Liga Árabe anuncia iniciativa pró-Estado palestino

Países árabes rebatem decisão de EUA de reconhecer Jerusalém como capital de Israel com iniciativa integrada em solução de dois Estados. Principais alvos de esforços pró-palestinos serão Rússia, China e União Europeia.Os ministros do Exterior de seis países árabes e o secretário-geral da Liga Árabe anunciaram neste sábado (06/01) em Amã, capital da Jordânia, uma iniciativa para convencer a comunidade internacional a reconhecer um Estado palestino.

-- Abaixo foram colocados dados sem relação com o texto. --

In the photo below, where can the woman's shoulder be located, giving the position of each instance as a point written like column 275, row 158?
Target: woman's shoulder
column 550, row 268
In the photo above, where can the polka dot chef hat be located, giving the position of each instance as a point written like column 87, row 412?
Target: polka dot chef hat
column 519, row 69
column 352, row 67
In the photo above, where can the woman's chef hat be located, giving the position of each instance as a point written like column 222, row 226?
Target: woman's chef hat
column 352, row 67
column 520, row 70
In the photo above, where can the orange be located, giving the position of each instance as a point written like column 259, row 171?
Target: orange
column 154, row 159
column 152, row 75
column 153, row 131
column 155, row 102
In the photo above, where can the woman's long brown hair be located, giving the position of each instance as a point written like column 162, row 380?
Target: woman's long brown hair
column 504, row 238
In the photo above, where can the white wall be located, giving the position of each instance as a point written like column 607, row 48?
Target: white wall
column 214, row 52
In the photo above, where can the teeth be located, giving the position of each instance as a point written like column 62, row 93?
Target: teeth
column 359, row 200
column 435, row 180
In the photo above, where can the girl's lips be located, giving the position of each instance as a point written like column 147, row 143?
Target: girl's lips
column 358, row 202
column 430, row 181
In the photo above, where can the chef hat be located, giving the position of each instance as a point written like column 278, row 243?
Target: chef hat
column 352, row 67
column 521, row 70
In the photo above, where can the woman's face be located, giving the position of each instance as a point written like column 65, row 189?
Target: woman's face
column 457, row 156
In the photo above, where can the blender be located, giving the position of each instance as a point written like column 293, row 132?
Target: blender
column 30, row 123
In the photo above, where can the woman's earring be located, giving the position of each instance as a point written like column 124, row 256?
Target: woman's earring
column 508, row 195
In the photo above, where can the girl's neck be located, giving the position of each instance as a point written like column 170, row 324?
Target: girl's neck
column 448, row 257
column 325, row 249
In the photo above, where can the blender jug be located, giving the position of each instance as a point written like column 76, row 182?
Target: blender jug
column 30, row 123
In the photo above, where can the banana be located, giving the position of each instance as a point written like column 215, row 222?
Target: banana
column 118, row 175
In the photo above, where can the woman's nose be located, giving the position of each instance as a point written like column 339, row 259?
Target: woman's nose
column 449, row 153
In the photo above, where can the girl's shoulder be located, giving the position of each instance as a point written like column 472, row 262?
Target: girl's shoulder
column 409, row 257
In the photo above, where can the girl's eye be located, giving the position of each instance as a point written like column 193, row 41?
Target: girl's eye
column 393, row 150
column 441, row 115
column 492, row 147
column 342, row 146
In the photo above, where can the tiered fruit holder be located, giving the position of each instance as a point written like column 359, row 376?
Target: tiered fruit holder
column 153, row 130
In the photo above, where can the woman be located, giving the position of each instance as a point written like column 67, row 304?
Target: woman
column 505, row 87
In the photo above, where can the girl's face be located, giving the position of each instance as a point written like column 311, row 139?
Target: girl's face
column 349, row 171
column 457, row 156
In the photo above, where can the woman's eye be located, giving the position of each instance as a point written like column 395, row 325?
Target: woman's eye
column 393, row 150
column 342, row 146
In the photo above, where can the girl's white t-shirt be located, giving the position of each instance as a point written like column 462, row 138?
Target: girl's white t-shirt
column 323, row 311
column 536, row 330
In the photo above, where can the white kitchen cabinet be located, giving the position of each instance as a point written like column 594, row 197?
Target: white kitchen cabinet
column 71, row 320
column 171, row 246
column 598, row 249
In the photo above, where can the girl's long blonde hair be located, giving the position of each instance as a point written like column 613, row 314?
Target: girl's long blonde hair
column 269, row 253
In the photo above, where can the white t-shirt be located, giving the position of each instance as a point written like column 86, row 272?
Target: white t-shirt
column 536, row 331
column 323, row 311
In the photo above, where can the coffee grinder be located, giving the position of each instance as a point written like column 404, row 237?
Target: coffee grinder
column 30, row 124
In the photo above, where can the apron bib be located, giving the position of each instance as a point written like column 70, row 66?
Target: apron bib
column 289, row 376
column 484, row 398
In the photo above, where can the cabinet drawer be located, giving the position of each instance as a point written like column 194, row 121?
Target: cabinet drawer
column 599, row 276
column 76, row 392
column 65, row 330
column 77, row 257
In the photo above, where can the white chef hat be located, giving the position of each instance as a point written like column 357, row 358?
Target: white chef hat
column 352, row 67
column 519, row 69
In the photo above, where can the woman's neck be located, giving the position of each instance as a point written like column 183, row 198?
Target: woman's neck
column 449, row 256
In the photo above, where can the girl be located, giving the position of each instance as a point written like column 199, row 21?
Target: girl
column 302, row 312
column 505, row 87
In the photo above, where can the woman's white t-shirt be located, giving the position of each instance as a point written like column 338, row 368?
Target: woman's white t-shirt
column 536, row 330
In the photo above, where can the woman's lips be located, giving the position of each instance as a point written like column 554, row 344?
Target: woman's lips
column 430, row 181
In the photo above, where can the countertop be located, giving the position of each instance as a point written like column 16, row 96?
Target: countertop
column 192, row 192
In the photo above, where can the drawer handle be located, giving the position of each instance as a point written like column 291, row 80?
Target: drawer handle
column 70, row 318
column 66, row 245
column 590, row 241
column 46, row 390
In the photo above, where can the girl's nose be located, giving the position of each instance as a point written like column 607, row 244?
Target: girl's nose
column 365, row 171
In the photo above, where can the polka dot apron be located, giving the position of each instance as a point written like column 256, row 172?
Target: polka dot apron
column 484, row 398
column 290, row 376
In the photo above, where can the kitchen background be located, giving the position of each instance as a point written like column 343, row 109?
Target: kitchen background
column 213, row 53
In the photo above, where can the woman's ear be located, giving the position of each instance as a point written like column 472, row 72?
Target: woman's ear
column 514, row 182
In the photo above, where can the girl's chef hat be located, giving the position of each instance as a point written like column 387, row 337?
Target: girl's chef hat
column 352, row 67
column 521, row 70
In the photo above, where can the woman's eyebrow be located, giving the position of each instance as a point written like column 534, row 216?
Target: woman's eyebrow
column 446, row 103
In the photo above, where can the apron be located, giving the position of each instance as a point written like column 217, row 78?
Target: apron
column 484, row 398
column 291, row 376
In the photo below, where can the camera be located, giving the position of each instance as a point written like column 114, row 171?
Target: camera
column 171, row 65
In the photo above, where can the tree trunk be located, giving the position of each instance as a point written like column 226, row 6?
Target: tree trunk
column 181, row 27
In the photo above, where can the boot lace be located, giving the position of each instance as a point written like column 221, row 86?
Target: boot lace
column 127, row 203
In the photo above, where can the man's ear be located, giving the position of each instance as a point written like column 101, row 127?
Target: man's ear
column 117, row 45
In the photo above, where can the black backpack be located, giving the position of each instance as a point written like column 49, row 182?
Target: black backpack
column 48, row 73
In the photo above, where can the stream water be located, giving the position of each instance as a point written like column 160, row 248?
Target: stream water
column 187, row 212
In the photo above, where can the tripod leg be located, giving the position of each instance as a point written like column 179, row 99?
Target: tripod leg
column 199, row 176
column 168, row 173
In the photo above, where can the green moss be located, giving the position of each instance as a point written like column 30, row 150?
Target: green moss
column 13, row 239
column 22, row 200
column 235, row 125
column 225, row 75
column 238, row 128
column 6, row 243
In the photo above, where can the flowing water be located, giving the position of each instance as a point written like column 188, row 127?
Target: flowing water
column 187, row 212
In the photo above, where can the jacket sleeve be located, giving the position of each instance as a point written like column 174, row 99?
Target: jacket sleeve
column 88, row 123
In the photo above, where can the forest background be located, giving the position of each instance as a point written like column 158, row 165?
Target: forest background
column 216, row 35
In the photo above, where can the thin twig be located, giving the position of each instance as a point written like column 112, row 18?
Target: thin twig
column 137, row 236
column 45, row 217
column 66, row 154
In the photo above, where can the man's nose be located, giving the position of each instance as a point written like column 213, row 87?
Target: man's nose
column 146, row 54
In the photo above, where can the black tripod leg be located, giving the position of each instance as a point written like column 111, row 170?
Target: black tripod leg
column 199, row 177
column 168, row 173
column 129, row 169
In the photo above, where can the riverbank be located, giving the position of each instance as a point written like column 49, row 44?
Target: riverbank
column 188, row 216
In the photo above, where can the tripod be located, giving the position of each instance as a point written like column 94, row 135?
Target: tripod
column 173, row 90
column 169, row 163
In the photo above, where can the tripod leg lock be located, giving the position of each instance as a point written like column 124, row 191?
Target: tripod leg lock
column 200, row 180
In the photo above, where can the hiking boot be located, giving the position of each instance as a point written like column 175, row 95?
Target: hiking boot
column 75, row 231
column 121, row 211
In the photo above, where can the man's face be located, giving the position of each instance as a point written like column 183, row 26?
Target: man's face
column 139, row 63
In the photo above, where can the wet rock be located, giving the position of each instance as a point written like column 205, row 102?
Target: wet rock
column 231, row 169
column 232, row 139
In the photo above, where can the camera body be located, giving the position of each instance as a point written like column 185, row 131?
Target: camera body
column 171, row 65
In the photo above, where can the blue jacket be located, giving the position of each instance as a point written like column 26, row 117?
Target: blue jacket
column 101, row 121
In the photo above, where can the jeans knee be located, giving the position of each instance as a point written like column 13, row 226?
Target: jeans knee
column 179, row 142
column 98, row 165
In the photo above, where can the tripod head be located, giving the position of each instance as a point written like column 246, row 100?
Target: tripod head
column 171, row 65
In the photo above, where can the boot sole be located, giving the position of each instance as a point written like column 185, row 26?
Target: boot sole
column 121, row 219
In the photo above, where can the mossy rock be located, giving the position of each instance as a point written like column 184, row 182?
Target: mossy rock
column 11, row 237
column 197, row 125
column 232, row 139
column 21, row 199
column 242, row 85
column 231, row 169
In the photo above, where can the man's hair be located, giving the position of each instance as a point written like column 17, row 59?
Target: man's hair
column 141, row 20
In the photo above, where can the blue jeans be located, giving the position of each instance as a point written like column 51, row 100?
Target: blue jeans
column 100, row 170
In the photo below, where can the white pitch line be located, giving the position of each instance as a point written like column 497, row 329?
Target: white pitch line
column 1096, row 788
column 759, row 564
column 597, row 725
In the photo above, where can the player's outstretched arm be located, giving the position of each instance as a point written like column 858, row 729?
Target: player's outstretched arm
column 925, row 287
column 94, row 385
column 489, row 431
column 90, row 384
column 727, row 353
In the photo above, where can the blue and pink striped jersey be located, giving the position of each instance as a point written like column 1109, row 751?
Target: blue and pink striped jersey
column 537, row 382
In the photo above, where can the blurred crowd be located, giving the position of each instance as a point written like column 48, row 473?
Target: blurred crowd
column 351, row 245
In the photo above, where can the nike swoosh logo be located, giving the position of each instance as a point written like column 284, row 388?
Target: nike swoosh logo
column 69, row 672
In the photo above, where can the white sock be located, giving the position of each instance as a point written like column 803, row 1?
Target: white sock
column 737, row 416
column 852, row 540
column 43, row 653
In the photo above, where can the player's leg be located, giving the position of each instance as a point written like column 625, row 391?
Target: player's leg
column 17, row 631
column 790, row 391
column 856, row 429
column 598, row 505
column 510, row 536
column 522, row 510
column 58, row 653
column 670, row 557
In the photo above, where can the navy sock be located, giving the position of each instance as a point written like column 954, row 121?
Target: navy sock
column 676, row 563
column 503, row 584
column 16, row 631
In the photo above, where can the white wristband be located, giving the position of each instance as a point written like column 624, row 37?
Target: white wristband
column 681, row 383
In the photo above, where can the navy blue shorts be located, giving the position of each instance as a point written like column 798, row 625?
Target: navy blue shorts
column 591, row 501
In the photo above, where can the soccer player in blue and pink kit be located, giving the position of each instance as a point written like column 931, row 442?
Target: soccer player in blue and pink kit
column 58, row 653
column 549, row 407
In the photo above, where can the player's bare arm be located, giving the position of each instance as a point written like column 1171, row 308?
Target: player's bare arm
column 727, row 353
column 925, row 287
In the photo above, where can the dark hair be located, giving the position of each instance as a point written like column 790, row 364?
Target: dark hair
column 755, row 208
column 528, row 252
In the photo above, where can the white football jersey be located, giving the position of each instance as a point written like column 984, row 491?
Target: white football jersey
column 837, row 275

Por meios diplomáticos, eles procurarão obter o amplo reconhecimento de Jerusalém como capital palestina, integrado na solução de dois Estados (Israel e Palestina), anunciou, em coletiva de imprensa, o ministro jordaniano do Exterior, Ayman Safadi, tendo ao lado o secretário-geral da Liga Árabe, Ahmed Abulgueit.

A formação desse lobby pró-palestino foi decidida pelos chefes de diplomacia de Jordânia, Arábia Saudita, Emirados Árabes Unidos, Egito, Marrocos e Palestina. Eles integram o grupo da Liga Árabe criado para avaliar a situação de Jerusalém, depois de os Estados Unidos a terem reconhecido como capital do Estado de Israel. Recentemente o presidente Donald Trump também questionou o apoio financeiro americano aos palestinos.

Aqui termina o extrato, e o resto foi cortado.